In its first ruling on broadcast indecency standards in more than 30 years, the high court handed a victory on Tuesday to the Federal Communications Commission (FCC), which adopted the crackdown against the one-time use of profanity on live TV when children are likely to be watching.
The case stemmed from an FCC decision in 2006 that found News Corp’s Fox TV network violated decency rules when singer Cher blurted out an expletive during the 2002 Billboard Music Awards broadcast and actress Nicole Richie used two expletives during the 2003 awards.
No fines were imposed, but Fox challenged the decision. A US appeals court in New York struck down the new policy as “arbitrary and capricious” and sent the case back to the FCC for a more reasoned explanation of its policy.
The FCC, under the administration of former president George W. Bush, had embarked on a crackdown of indecent content on broadcast TV and radio after pop star Janet Jackson briefly exposed her bare breast during the 2004 broadcast of the Super Bowl halftime show.

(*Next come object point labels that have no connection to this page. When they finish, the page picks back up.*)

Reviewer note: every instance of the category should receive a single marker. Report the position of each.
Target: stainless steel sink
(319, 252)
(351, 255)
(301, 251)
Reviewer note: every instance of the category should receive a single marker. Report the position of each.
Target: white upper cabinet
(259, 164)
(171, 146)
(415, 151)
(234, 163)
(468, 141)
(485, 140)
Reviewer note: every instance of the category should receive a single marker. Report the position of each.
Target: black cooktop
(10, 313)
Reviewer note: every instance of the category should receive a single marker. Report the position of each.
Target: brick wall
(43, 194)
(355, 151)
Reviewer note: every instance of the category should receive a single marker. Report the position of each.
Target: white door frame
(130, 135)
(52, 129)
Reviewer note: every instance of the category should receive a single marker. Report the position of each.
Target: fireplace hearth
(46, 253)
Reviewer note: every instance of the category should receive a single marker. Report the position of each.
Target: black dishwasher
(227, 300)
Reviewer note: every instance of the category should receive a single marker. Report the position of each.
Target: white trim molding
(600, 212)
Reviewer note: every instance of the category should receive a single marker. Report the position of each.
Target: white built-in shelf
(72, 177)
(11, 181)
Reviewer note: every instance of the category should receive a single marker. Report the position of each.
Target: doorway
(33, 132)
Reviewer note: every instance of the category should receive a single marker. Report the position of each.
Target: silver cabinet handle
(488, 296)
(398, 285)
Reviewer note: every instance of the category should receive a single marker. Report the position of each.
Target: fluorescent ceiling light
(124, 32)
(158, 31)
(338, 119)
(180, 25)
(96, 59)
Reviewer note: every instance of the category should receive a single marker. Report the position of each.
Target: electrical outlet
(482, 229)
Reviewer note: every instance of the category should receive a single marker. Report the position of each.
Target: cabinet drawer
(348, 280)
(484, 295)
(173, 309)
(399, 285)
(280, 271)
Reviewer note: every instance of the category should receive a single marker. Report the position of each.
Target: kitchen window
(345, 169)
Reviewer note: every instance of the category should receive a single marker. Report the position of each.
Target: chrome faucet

By a 5-4 vote and splitting along conservative-liberal lines, the justices upheld the FCC’s new policy under the Administrative Procedure Act.
The high court did not rule on Fox’s constitutional challenge to the policy on free speech grounds. The Supreme Court sent that issue back to the appeals court.
“While we would have preferred a victory on Administrative Procedure Act grounds, more important to Fox is the fundamental constitutional issues at the heart of this case,” Fox said in a statement.
The network said it was optimistic that it would ultimately prevail on the free speech issue. If Fox wins before the appeals court, it would be up to the FCC and the administration of US President Barack Obama to decide whether to take the matter back to the Supreme Court, legal sources said.
Justice Antonin Scalia, in summarizing the court’s majority ruling from the bench, upheld the new policy as rational.
“Even when used as an expletive, the F-word’s power to insult and offend derives from its sexual meaning,” Scalia said.
Government lawyers in the case have said the policy covered so-called “fleeting expletives” such as the “F-word” and the “S-word” that denote “sexual or excretory activities” respectively.
Critics said the FCC had been inconsistent in enforcing its new policy. It allowed the TV broadcast of the movie Saving Private Ryan even though it contained the same expletives.
The policy applies only to broadcasts. Neither cable nor satellite channels are subject to FCC content regulation.
Justices John Paul Stevens, David Souter, Ruth Bader Ginsburg and Stephen Breyer dissented.
“The FCC’s shifting and impermissibly vague indecency policy only imperils these broadcasters and muddles the regulatory landscape,” Stevens wrote.